Now it tries the same with the second overload. The constructor still being the same and still taking anything given to it, the conversion works too.
Being left with 2 functions in the overload set, the compiler is a sad panda and doesn't know what to do, so it simply says the call is ambigious.
So in the end, the Signature part of the template does belong to the type when making declarations/definitions, but doesn't when you want to construct an object.
Edit:
With all my attention on answering the title-question, I totally forgot about your second question. :(
Can I circumvent it or will I have to keep the (annoying) explicit casts?
Afaik, you have 3 options.
Keep the cast
Make a function object of the appropriate type and pass that
function<int()> fx = x;
function<int(int)> fy = y;
a(fx);
a(fy);
Hide the tedious casting in a function and use TMP to get the right signature
The TMP (template metaprogramming) version is quite verbose and with boilerplate code, but it hides the casting from the client. An example version can be found here, which relies on the get_signature metafunction that is partially specialized on function pointer types (and provides a nice example how pattern matching can work in C++):
template<class F>
struct get_signature;
template<class R>
struct get_signature<R(*)()>{
typedef R type();
};
template<class R, class A1>
struct get_signature<R(*)(A1)>{
typedef R type(A1);
};
Of course, this needs to be extended for the number of arguments you want to support, but that is done once and then buried in a "get_signature.h" header. :)
Another option I consider but immediatly discarded was SFINAE, which would introduce even more boilerplate code than the TMP version.
So, yeah, that are the options that I know of. Hope one of them works for you. :)
I've seen this question come up one too many times. libc++ now compiles this code without ambiguity (as a conforming extension).
Overdue Update
This "extension" proved sufficiently popular that it was standardized in C++14 (though I was not personally responsible for getting that job done).
In hindsight, I did not get this extension exactly correct. Earlier this month (2015-05-09) the committee voted in LWG issue 2420 which effectively changes the definition of Callable so that if the std::function has a void return type it will ignore the return type of the wrapped functor, but still otherwise consider it Callable if everything else matches up, instead of considering it not Callable.
This post-C++14 tweak does not impact this particular example since the return types involved are consistently int.
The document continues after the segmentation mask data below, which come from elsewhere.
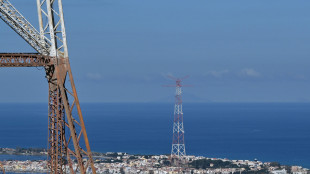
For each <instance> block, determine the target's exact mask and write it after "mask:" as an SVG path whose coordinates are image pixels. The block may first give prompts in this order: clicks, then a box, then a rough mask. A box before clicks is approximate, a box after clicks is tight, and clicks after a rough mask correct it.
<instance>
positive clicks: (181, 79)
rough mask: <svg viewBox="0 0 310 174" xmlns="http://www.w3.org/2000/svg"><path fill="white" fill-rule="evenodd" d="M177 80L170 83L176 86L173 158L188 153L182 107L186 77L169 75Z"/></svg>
mask: <svg viewBox="0 0 310 174" xmlns="http://www.w3.org/2000/svg"><path fill="white" fill-rule="evenodd" d="M169 78H171V79H173V80H175V81H176V85H168V86H169V87H172V86H173V87H176V94H175V105H174V120H173V138H172V149H171V157H172V158H181V157H183V156H185V155H186V151H185V142H184V124H183V108H182V87H183V86H184V85H182V80H184V79H185V78H187V77H184V78H181V79H179V78H174V77H169Z"/></svg>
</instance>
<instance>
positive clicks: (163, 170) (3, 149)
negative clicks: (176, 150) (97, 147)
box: [0, 148, 310, 174]
mask: <svg viewBox="0 0 310 174" xmlns="http://www.w3.org/2000/svg"><path fill="white" fill-rule="evenodd" d="M0 155H18V156H47V151H46V149H43V148H15V149H12V148H0ZM93 156H94V162H95V166H96V168H97V170H98V173H106V172H109V173H122V172H125V173H126V172H135V171H148V172H149V171H155V170H157V171H162V172H167V171H179V170H182V171H188V172H194V173H195V172H220V173H222V172H224V173H225V172H226V173H227V172H230V173H242V174H252V173H266V174H267V173H270V174H273V173H279V172H287V173H291V172H301V173H307V172H310V170H309V169H307V168H303V167H302V166H289V165H281V164H280V163H279V162H261V161H258V160H253V161H251V160H230V159H221V158H207V157H202V156H191V155H188V156H184V157H183V158H182V163H181V165H180V163H178V165H176V164H175V162H176V161H175V160H176V159H173V158H171V157H170V155H131V154H127V153H124V152H107V153H98V152H93ZM2 163H3V164H4V167H5V170H6V171H8V172H13V173H44V172H47V171H48V167H47V160H42V159H41V160H36V159H35V158H34V159H33V160H4V161H2ZM141 166H142V167H141ZM126 170H127V171H126Z"/></svg>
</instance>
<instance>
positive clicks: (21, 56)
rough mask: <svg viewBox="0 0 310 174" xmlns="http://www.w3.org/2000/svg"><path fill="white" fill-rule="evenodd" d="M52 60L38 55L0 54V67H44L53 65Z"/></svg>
mask: <svg viewBox="0 0 310 174" xmlns="http://www.w3.org/2000/svg"><path fill="white" fill-rule="evenodd" d="M54 60H55V59H53V58H51V57H49V56H42V55H40V54H27V53H0V67H44V66H50V65H53V63H54V62H55V61H54Z"/></svg>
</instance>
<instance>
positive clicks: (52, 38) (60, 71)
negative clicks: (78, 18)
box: [0, 0, 96, 174]
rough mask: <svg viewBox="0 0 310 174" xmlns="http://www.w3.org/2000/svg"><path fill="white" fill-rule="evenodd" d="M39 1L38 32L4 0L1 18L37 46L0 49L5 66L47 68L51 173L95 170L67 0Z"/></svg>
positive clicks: (32, 45)
mask: <svg viewBox="0 0 310 174" xmlns="http://www.w3.org/2000/svg"><path fill="white" fill-rule="evenodd" d="M36 1H37V11H38V19H39V31H38V30H36V29H35V28H34V27H33V25H31V23H30V22H28V21H27V20H26V18H25V17H24V16H23V15H22V14H21V13H20V12H19V11H18V10H17V9H16V8H15V7H14V6H13V5H12V4H11V3H10V2H9V1H8V0H0V18H1V19H2V20H3V21H4V22H5V23H6V24H7V25H9V26H10V27H11V28H12V29H13V30H14V31H15V32H16V33H17V34H18V35H20V36H21V37H22V38H23V39H24V40H25V41H26V42H27V43H28V44H29V45H30V46H31V47H32V48H33V49H34V50H35V51H36V52H35V53H30V54H29V53H3V54H0V67H43V68H44V69H45V72H46V79H47V82H48V86H49V97H48V149H47V151H48V168H49V169H50V172H49V173H54V174H62V173H68V172H70V173H81V174H85V173H86V172H87V171H88V169H89V168H90V169H91V172H92V173H96V169H95V167H94V162H93V159H92V153H91V149H90V145H89V141H88V137H87V133H86V128H85V124H84V119H83V116H82V111H81V106H80V103H79V99H78V96H77V91H76V88H75V84H74V80H73V75H72V71H71V67H70V63H69V54H68V46H67V37H66V36H67V35H66V29H65V21H64V14H63V6H62V0H36ZM74 162H76V163H77V164H76V165H75V164H74ZM68 168H69V171H67V169H68Z"/></svg>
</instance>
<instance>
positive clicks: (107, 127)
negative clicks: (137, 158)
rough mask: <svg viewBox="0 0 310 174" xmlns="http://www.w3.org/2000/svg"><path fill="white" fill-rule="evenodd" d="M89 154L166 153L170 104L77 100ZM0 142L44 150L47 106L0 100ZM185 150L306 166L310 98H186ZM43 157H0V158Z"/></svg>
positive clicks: (170, 117)
mask: <svg viewBox="0 0 310 174" xmlns="http://www.w3.org/2000/svg"><path fill="white" fill-rule="evenodd" d="M81 107H82V112H83V117H84V120H85V125H86V129H87V133H88V137H89V141H90V145H91V148H92V151H96V152H127V153H130V154H169V153H170V152H171V143H172V124H173V109H174V104H173V103H82V104H81ZM0 113H1V114H0V147H9V148H16V147H26V148H29V147H33V148H46V147H47V134H48V130H47V125H48V118H47V103H31V104H29V103H27V104H26V103H10V104H7V103H6V104H4V103H1V104H0ZM183 113H184V127H185V146H186V153H187V155H196V156H205V157H211V158H228V159H238V160H254V159H255V158H256V159H258V160H259V161H263V162H272V161H277V162H280V163H281V164H285V165H299V166H303V167H307V168H310V103H185V102H184V103H183ZM9 159H11V160H36V159H46V157H45V156H11V155H0V160H9Z"/></svg>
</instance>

Here's an example of how to wrap std::function in a class that checks invokability of its constructor parameters:
template<typename> struct check_function;
template<typename R, typename... Args>
struct check_function<R(Args...)>: public std::function<R(Args...)> {
template<typename T,
class = typename std::enable_if<
std::is_same<R, void>::value
|| std::is_convertible<
decltype(std::declval<T>()(std::declval<Args>()...)),
R>::value>::type>
check_function(T &&t): std::function<R(Args...)>(std::forward<T>(t)) { }
};
Use like this:
int a(check_function<int ()> f) { return f(); }
int a(check_function<int (int)> f) { return f(0); }
int x() { return 22; }
int y(int) { return 44; }
int main() {
a(x);
a(y);
}
Note that this isn't quite the same as overloading on function signature, as it treats convertible argument (and return) types as equivalent. For exact overloading, this should work:
template<typename> struct check_function_exact;
template<typename R, typename... Args>
struct check_function_exact<R(Args...)>: public std::function<R(Args...)> {
template<typename T,
class = typename std::enable_if<
std::is_convertible<T, R(*)(Args...)>::value>::type>
check_function_exact(T &&t): std::function<R(Args...)>(std::forward<T>(t)) { }
};
std::function<T> has a conversion ctor that takes an arbitrary type (i.e., something other than a T). Sure, in this case, that ctor would result in a type mismatch error, but the compiler doesn't get that far -- the call is ambiguous simply because the ctor exists.